Gay rights advocates have expressed a lot of frustration lately — much of it aimed at the Obama administration — about the seemingly slow pace of reforms that seek to end discrimination against gay people. Indeed, watching the slow and painful death of the “Don’t Ask, Don’t Tell” policy over the last few weeks, when added to the inability of a Democratic administration and Congress in the last few months to repeal the Defense of Marriage Act and to enact the Employment Non-Discrimination Act, has tested the patience of gay rights supporters.
It is important, however, to step back from the day-to-day civil rights struggles on behalf of LGBT rights to consider how far the nation has come on these issues in a relatively short period of time. When Florida’s Attorney General announced last week that he was not going to appeal the recent ruling by an appellate court striking down the state law banning gay adoption, he provided us with an opportune moment to reflect on where we are on LGBT rights in this country.

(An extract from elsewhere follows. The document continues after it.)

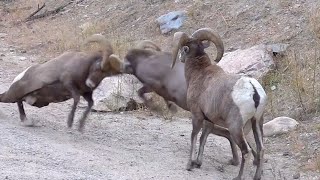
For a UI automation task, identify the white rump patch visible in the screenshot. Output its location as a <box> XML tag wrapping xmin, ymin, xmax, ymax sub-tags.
<box><xmin>86</xmin><ymin>78</ymin><xmax>96</xmax><ymax>89</ymax></box>
<box><xmin>10</xmin><ymin>66</ymin><xmax>31</xmax><ymax>86</ymax></box>
<box><xmin>25</xmin><ymin>96</ymin><xmax>37</xmax><ymax>105</ymax></box>
<box><xmin>232</xmin><ymin>77</ymin><xmax>266</xmax><ymax>124</ymax></box>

When the Florida law was enacted in 1977, more than forty states had statutes on the books making it a crime for gay people to have consensual sexual relationships in private, no state prohibited discrimination on the basis of sexual orientation, and no jurisdiction in the country recognized same-sex relationships in any way. Today, the Supreme Court has ruled that it is unconstitutional to criminalize the intimate relationships of gay people, almost half of the states prohibit employment discrimination on the basis of sexual orientation (and quite a few on the basis of gender identity as well), and about a dozen states provide significant recognition to same-sex relationships, with several of those allowing gay marriages.

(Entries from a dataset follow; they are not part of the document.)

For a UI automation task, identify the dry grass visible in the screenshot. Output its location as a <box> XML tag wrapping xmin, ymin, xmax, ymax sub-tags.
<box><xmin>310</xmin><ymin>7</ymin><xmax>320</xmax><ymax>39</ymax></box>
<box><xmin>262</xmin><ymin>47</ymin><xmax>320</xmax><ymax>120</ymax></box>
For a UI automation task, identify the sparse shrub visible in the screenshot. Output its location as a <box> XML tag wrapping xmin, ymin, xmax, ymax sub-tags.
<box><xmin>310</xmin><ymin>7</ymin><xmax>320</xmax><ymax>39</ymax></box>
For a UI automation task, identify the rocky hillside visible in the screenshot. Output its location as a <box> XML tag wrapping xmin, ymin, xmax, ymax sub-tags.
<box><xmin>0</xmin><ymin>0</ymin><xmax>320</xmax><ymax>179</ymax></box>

One of the most remarkable transformations in social policy that has taken place since Florida enacted its adoption ban relates to the very subject of that law: the ability of lesbians and gay men to be parents. When the statute was enacted, there had been fewer than ten reported cases of openly gay people adopting anywhere in the country. Although there were some lesbians and gay men who were parents at the time, almost all of them had had children through prior heterosexual marriages. And very few gay parents were willing to be open about their sexual orientation because of the real likelihood that it might cost them their children. In fact, three years before the Florida legislature enacted the gay adoption ban, a jury in Dallas had stripped a lesbian mother of the custody of her son because she was living with her female partner, a case that received considerable coverage by the national press.
In stark contrast, there are today hundreds of thousands of openly gay and lesbian parents raising children across the country. There are no legal prohibitions limiting the access of lesbians to assisted reproductive technology. The vast majority of states do not legally bar gay people, whether single or in relationships, from adopting. And while some states prohibit surrogacy, most do not, making the pursuit of parenthood with the help of a surrogate mother an increasingly viable option for the gay men who can afford it. There are, in other words, many roads to parenthood for LGBT people today, with few legal impediments along the way.

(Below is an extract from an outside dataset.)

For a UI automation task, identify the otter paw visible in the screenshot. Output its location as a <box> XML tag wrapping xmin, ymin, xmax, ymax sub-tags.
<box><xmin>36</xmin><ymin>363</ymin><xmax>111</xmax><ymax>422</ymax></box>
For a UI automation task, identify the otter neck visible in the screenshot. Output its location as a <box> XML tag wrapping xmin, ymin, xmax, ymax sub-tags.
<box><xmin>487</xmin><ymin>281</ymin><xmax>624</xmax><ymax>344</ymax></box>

It is unlikely that any of the Florida legislators who voted for the gay adoption ban in 1977 could have ever imagined the transformation that has taken place in American society on gay rights issues. It is true that it should not have taken thirty-three years to get rid of a law, such as Florida’s, that was enacted to send a message of disapproval of gay people. Indeed, it is astonishing that under that law, no group of individuals other than gay people–not murderers, not child abusers, not perpetrators of domestic violence–were categorically denied the opportunity to adopt children regardless of qualifications or circumstances. But this kind of law is increasingly becoming anachronistic in today’s America.
So before we get back to the daily reports on the status of the moribund “Don’t Ask, Don’t Tell” policy, and before we return to the efforts to repeal DOMA and enact ENDA, let us take stock of the LGBT movement’s remarkable achievements over the last three decades. Although there is undoubtedly still much work to be done, there are also may reasons to be proud of the ways in which the LGBT community, with the help of its straight allies, has helped to change the country in fundamental ways.